Ладно, есть их, командующих, верховных. Колчак — верховный, Чайковский — опять верховный…
О кавторанге Чаплине специально предупреждали в Вологде, дядя Леша говорил: «Не нарвись…»
— Документы! Оглохла? — повторил Чаплин.
— Были. В котомке, — встрепенулась я. — Рожа бесстыжая, Никита на самогонку их толкнул. Похвалялся, ваше благородие: «Красные, говорит, были, на митингах голосовал: «Долой войну». У белых снова в чести. В окопах, говорит, загибаться дураков нет». Истинный бог, ваше благородие, на мои вещи позарился, поэтому арестовал. И сейчас пьяный… Ну, дыхни, дыхни их благородию!
— Креста на тебе нет, мерзавка, — закорчился Никита от злобы. — Ишшо божится!
— Я без креста? А это что, харя пустая?
Расстегиваю кофтенку, чтобы показать нательный крест, и Чаплин отвернулся. Каман по-прежнему лупит совиные зенки. Сыч… истинно сыч гуменный! Веки тонкие, точь-в-точь птичьи. Зрачки тусклые, и глаза кажутся пустыми, плоскими, они странно действуют на меня, будто затягивают в омут.
Засыпалась. Определенно засыпалась Чернавушка. Нарвалась.
Достаю я крестик, корешок взял и выпал на пол.
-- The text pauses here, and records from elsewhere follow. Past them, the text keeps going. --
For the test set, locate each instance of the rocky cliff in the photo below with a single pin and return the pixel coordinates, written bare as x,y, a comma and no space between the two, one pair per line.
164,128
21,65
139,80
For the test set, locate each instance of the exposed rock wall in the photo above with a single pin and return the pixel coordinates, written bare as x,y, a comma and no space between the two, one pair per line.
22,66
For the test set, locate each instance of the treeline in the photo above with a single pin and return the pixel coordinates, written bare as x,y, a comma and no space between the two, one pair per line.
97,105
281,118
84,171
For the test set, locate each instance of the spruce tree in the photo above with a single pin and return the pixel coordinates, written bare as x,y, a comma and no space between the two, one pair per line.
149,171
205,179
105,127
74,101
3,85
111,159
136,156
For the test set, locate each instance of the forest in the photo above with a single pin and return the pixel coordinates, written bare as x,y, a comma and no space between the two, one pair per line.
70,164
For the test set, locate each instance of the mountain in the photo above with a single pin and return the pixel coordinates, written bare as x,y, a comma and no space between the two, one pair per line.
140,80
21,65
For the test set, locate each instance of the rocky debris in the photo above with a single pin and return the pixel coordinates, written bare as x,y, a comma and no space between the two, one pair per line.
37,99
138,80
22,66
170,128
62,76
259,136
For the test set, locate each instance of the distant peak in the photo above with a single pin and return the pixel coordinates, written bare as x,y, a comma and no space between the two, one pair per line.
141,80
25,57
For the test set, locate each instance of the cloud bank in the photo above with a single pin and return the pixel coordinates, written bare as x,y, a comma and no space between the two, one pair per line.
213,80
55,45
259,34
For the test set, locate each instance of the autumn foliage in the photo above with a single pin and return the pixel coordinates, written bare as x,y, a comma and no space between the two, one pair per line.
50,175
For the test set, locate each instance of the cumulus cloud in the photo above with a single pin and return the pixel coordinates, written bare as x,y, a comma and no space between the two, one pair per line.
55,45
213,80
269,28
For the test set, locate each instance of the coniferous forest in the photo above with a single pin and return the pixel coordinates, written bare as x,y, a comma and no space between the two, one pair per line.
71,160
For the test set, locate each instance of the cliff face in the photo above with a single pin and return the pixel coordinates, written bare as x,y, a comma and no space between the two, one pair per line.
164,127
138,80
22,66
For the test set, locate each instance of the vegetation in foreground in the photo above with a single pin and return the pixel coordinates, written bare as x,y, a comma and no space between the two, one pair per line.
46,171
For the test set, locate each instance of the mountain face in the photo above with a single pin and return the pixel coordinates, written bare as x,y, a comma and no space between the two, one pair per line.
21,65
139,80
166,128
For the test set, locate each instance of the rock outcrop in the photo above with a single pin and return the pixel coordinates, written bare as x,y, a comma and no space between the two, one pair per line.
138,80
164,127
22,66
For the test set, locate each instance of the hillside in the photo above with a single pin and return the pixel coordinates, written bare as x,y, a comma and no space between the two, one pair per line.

Чаплин не дал поднять, наступил сапогом. Кивнул Никите;
— Пшел вон!
Не беда страшна, страшно ее ожидание.
Поздно сожалеть, что не следовало идти в Озерные, если провалена явка. Головни, груда бревен горелых, где изба стояла, и на озере плавают косые паруса, звон колоколов раздается: «Го-гонг, клип-понг!»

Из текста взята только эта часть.